The water issues in the USA have many causes and do exist, but blaming DCs for them or expecting their absence/removal to fix anything is like blaming climate change on residential driveways and trying to reverse it by planting a few lawns in their place.

zerosizedweasle•2mo ago
Credit, right now it's using up and starving parts of the economy of capital. Credit is a resource in that it is a finite pool that is tapped.
ben_w•2mo ago
I don't have any intuition for how credit works at the scale of an entire economy; I'm willing to just take what you say on faith… but I have to, too.

However, from watching public discussions about money, I think I'm a lot more clued in to how it works than most people. I get the impression most people couldn't even take what you just wrote on faith, the idea that total supply is limited rather than what any given person could get being limited only by their own creditworthiness, which means I think they'd find it really hard to care about credit running out.

bigbadfeline•2mo ago
> "I don't have any intuition for how credit works at the scale of an entire economy"

> "I think I'm a lot more clued in to how it works than most people."

Which one is it? Can you be clued enough if you don't get the macro role of credit?

> I think they'd find it really hard to care about credit running out.

True, but nobody has said that's what you should try to get people to care about, it's a separate issue.

ben_w•2mo ago
There's no contradiction there, it's both.

"Better than most people" is a very low bar.

(Also, not the macro role of credit, the fact it can run out even when everyone is individually credit-worthy).

JohnFen•2mo ago
Not everyone has the same wants and needs. For everything that some people love, there are others who don't.
ChrisArchitect•2mo ago
It isn't about the tools or using them, it's about the scale. The scale of impact is immense and we're not ready to handle it in a mutitude of areas because of all the areas technology touches. Millions of jobs erased with no clear replacement? Value of creative work diminshed leading to more opportunities erased? Scale of 'bad' actors abusing the tools and impacting a whole bunch of spheres from information dispersal to creative industries etc. Not even getting into environmental and land-use impacts to spaces with data centers and towns etc (again, it's the scale that gets ya). And for what? Removing a huge chunk of human activity & expression, for what?
Ajakks•2mo ago
It is an assistant. It assists creative people. AI is not and can not be creative. It can help 1 person do the work of many.
bcrl•2mo ago
Or it makes the many deal with the cost of cleaning up the garbage created by 1. Privatize the profits, socialize the losses.
gaigalas•2mo ago
I recently saw someone making the following comparison:

- The transition from paper maps to Waze.

- The transition from unassisted to AI-assisted.

At first, this comparison made me incredibly uncomfortable, but the more I think about it, the more I believe it to be accurate.

I mean, who made the comparison has no idea. He was comparing devs to obsolete cab drivers.

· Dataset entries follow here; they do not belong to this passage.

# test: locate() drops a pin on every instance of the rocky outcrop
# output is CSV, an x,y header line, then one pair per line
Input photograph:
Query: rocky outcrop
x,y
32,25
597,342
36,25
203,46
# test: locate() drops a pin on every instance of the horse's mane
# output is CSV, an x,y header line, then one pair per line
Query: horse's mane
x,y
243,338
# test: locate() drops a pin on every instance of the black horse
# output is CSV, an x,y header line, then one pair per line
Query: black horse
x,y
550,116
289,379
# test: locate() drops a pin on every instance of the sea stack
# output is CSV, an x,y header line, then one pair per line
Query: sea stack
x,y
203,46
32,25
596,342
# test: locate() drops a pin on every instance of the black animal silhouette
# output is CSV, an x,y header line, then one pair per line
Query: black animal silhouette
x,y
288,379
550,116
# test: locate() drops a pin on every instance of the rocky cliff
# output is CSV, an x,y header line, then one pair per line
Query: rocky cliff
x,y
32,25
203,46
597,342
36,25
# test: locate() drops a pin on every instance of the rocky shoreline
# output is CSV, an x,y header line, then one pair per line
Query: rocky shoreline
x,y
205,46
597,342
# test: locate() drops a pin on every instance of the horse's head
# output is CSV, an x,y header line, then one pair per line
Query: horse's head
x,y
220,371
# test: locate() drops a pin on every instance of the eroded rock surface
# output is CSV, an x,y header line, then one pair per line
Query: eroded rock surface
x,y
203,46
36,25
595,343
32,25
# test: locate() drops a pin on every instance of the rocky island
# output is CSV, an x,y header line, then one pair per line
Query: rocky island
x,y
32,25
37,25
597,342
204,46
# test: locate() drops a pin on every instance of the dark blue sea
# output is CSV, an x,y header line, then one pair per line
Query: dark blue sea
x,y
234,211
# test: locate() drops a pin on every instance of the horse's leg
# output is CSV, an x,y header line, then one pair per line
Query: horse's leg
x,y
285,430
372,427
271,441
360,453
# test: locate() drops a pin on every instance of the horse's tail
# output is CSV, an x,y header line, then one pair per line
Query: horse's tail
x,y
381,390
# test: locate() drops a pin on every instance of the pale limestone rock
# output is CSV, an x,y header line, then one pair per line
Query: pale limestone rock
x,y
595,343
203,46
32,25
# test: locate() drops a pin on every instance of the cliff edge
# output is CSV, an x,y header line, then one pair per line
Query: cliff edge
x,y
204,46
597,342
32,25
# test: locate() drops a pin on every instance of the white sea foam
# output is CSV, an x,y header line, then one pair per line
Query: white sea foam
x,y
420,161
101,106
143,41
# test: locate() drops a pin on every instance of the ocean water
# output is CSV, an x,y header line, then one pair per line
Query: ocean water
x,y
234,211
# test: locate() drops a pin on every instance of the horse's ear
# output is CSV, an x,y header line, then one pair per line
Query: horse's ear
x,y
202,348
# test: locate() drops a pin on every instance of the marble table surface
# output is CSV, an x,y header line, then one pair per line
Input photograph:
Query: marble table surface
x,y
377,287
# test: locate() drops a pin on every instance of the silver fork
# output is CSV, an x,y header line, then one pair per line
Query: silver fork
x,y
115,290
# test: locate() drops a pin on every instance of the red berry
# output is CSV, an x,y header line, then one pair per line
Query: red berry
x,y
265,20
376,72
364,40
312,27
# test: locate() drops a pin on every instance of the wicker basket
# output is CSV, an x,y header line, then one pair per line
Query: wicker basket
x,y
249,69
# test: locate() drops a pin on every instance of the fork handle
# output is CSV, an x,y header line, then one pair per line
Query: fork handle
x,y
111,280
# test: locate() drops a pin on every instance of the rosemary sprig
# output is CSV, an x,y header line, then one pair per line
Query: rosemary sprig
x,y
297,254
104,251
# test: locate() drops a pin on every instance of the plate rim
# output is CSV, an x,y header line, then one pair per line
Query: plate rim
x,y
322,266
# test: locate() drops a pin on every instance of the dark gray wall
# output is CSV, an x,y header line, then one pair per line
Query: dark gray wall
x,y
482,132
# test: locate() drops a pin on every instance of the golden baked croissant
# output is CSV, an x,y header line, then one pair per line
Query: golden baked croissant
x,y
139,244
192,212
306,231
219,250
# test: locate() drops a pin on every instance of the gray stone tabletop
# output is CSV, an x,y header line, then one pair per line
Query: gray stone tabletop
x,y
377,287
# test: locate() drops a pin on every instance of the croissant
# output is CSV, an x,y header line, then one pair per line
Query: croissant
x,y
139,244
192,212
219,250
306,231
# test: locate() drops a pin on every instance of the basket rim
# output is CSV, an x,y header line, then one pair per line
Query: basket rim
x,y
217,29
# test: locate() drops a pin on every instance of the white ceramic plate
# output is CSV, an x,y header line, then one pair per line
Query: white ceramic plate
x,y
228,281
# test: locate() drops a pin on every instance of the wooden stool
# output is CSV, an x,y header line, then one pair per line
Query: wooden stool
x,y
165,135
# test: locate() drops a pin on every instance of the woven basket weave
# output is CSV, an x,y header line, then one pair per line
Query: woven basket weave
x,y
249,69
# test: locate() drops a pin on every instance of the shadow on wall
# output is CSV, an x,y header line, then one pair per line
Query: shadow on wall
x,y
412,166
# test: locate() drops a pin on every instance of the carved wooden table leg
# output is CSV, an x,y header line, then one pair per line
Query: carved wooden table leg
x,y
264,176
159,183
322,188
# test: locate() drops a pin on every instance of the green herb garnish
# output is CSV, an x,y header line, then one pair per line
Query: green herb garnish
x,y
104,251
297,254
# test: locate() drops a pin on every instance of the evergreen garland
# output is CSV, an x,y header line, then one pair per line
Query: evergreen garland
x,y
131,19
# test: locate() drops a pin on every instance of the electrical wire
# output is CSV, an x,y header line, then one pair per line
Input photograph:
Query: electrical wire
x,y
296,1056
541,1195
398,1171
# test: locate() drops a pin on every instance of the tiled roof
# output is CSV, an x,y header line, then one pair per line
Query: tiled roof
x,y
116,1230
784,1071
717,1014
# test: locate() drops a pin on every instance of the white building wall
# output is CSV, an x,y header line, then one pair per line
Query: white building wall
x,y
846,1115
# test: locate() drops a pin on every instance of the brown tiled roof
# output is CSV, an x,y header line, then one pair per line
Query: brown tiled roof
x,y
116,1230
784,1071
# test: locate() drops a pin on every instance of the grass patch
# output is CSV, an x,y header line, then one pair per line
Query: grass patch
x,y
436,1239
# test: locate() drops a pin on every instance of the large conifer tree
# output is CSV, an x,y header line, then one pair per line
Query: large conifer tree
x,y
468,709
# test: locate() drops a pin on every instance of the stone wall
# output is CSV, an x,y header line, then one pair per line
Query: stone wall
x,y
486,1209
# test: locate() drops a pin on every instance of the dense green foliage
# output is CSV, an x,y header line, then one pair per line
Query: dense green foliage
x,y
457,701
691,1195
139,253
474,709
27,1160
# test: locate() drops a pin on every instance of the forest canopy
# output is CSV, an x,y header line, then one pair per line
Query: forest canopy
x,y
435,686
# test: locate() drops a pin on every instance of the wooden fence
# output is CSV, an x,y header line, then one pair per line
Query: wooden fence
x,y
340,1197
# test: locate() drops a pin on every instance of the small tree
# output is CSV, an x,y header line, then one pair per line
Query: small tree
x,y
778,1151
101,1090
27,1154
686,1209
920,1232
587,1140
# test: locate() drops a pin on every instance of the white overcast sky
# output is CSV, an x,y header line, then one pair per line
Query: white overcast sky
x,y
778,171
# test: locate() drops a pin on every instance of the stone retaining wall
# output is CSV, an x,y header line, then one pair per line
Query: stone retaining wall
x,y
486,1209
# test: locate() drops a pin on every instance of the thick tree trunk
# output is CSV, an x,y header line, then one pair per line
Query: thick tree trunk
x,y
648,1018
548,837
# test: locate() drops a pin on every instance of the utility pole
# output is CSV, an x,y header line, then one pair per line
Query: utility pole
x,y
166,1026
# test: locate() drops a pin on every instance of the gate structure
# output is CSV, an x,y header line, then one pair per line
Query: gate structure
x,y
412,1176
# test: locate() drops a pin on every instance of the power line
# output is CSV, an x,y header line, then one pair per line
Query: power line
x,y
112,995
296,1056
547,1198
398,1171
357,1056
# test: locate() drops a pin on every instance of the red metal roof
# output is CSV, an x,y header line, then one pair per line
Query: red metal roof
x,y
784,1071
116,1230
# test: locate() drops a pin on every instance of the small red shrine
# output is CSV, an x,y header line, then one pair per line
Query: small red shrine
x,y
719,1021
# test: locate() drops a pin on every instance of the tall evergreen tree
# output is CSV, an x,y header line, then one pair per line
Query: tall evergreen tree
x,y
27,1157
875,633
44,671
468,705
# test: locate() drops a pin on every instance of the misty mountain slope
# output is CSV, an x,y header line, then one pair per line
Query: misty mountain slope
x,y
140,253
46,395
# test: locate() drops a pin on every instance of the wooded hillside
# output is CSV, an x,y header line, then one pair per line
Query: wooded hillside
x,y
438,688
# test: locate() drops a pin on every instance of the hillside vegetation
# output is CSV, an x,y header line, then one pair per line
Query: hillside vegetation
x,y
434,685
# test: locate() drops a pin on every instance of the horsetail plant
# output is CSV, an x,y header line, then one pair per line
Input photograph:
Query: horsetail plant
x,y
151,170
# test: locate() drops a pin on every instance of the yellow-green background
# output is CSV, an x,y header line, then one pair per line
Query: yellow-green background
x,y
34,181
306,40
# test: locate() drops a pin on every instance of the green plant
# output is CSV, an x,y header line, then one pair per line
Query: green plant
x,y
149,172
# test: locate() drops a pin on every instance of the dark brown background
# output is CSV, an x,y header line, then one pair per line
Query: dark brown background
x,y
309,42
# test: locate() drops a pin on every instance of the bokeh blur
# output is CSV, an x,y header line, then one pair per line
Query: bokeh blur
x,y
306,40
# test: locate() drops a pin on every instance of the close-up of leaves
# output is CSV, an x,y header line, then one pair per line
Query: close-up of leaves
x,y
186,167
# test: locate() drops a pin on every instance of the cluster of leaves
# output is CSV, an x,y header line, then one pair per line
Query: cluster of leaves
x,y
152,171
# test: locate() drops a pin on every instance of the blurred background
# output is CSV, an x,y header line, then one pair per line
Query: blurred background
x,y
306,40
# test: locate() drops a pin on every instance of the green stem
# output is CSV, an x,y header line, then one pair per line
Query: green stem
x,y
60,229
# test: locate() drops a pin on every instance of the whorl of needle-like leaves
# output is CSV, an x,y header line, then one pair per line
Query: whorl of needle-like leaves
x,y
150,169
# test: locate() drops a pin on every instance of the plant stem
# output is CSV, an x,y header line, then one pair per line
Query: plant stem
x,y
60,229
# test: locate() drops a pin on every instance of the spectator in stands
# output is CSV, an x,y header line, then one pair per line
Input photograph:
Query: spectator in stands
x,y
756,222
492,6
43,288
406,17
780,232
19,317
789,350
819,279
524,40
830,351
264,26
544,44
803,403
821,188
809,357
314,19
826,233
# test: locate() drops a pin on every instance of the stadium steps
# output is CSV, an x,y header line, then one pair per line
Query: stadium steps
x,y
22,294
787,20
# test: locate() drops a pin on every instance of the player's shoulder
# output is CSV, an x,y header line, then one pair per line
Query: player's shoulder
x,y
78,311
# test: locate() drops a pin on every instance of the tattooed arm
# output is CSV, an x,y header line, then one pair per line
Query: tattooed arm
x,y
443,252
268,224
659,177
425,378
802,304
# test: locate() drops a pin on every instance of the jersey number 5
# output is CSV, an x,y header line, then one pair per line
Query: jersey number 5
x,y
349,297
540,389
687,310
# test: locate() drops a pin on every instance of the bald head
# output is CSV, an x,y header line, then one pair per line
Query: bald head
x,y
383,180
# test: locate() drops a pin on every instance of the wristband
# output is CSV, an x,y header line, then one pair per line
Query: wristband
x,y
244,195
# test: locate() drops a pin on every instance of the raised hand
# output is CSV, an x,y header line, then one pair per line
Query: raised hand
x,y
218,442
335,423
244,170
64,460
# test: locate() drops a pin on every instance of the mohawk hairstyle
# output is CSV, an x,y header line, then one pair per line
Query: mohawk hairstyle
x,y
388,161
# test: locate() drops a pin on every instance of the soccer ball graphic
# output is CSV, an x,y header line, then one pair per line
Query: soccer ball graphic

But the analogy holds. And replacing "AI" with "Waze" seems to be a good litmus reality check.

- "Waze Specialist"

- "My company helps people use Waze to increase productivity"

- "I was a pioneer Waze user"

- "I've spent most of my life dreaming of something like Waze"

See how it sounds? It's perfect. We expect this technology to be as ubiquitous as GPS-assisted navigation. Maybe we should start treating it as such: a commodity.